- Born: 8 April 1983 (age 43) East Berlin, East Germany
- Height: 1.65 m (5 ft 5 in)

Gymnastics career
- Discipline: Women's artistic gymnastics
- Country represented: Germany
- Club: SC Berlin
- Medal record
Representing Germany
European Championships
| Bronze medal – third place | 2006 Volos | Vault |

= Katja Abel =

German artistic gymnast

Katja Abel (born April 8, 1983) is a German artistic gymnast. She competed at the 2008 Summer Olympics. Abel helped the German team finish in 12th place. Her best individual result was 32nd place on uneven bars. Her most notable achievement is a bronze medal on vault at the 2006 European Women's Artistic Gymnastics Championships.

==Biography==
Abel started training in gymnastics with her mother Irene Abel, an Olympic medalist in 1972. Her career was marred with injuries that stopped her from competing in the 2000 and 2004 Olympics. First she had back problems throughout 2000. Later, on 6 February 2004 she fractured bones in both forearms after falling from uneven bars. She had a long recovery, and in 2005 competed only on balance beam, with a minimum load on her arms. In 2006, she won a European bronze medal on vault, but later during the year she suffered ligament injuries in both feet and missed the world championships. Those injuries required two surgeries in 2008 and 2009 and resulted in her skipping the vault at the 2008 Olympics.
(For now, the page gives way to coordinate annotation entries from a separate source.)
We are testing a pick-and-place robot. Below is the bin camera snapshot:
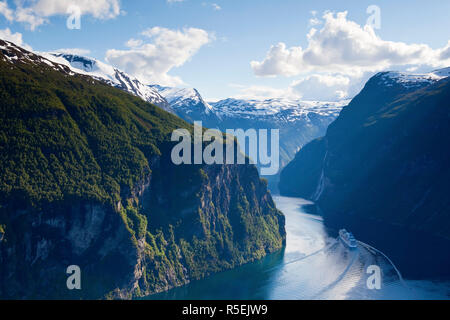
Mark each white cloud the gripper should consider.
[251,12,450,77]
[291,74,350,101]
[211,3,222,11]
[125,38,144,48]
[106,27,214,86]
[0,0,14,21]
[0,28,32,50]
[0,0,122,30]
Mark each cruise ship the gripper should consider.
[339,229,358,249]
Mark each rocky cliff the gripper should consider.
[0,41,285,299]
[280,69,450,278]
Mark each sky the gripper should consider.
[0,0,450,101]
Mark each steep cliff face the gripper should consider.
[280,73,450,277]
[0,42,285,299]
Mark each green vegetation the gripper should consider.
[0,57,189,205]
[0,51,285,298]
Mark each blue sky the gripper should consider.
[0,0,450,100]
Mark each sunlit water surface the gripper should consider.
[148,196,450,300]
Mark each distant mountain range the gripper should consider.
[42,53,348,191]
[0,40,286,300]
[280,68,450,278]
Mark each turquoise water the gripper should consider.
[148,197,450,300]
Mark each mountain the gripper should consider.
[0,40,286,299]
[150,85,220,128]
[39,52,173,113]
[280,68,450,278]
[212,99,348,191]
[42,53,348,191]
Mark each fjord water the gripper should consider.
[148,196,450,300]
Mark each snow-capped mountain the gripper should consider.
[39,52,173,113]
[150,85,220,128]
[0,39,75,75]
[212,98,348,122]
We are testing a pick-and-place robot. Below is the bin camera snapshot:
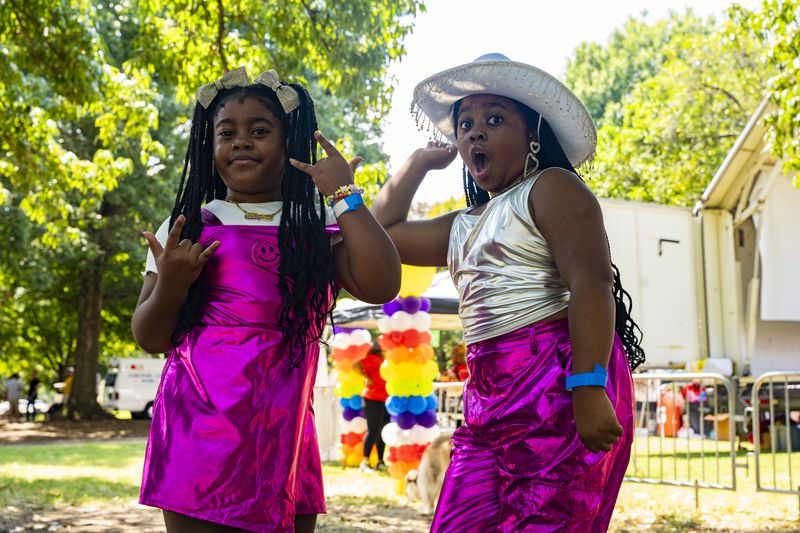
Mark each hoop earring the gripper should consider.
[522,141,541,178]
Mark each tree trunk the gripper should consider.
[67,259,111,419]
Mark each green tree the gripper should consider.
[564,12,700,127]
[729,0,800,183]
[0,0,422,417]
[571,12,766,205]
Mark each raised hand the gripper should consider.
[412,141,458,171]
[572,387,622,452]
[143,215,220,289]
[289,131,364,196]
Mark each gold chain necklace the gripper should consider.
[489,169,536,198]
[225,198,283,221]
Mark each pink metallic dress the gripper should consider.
[139,210,332,531]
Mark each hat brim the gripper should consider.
[412,60,597,167]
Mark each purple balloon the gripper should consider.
[416,411,436,428]
[402,296,422,315]
[419,296,431,313]
[397,412,417,429]
[383,298,403,316]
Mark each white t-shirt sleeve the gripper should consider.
[143,217,169,275]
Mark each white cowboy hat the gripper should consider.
[411,54,597,167]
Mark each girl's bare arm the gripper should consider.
[529,169,622,451]
[131,215,219,353]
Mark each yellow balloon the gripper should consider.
[398,265,436,298]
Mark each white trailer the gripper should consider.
[101,357,167,418]
[600,199,706,368]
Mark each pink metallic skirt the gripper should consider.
[431,319,633,533]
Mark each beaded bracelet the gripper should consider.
[333,192,364,219]
[326,183,364,207]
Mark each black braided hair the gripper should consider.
[453,100,645,370]
[169,83,339,367]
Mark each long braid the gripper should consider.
[453,97,645,370]
[170,84,339,367]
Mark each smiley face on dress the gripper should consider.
[252,241,279,269]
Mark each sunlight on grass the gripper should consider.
[0,442,800,532]
[0,442,144,506]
In early 2007 she moved from her native Berlin to Stuttgart, seeking a team environment. In Stuttgart she trained with Marie-Sophie Hindermann and Kim Bui under the guidance of Tamara Khokhlova and Elena Dolgopolova.

She retired from competitions after the 2008 Olympics. After returning to Berlin, she moved to the Technical University of Ilmenau to study sports and biology.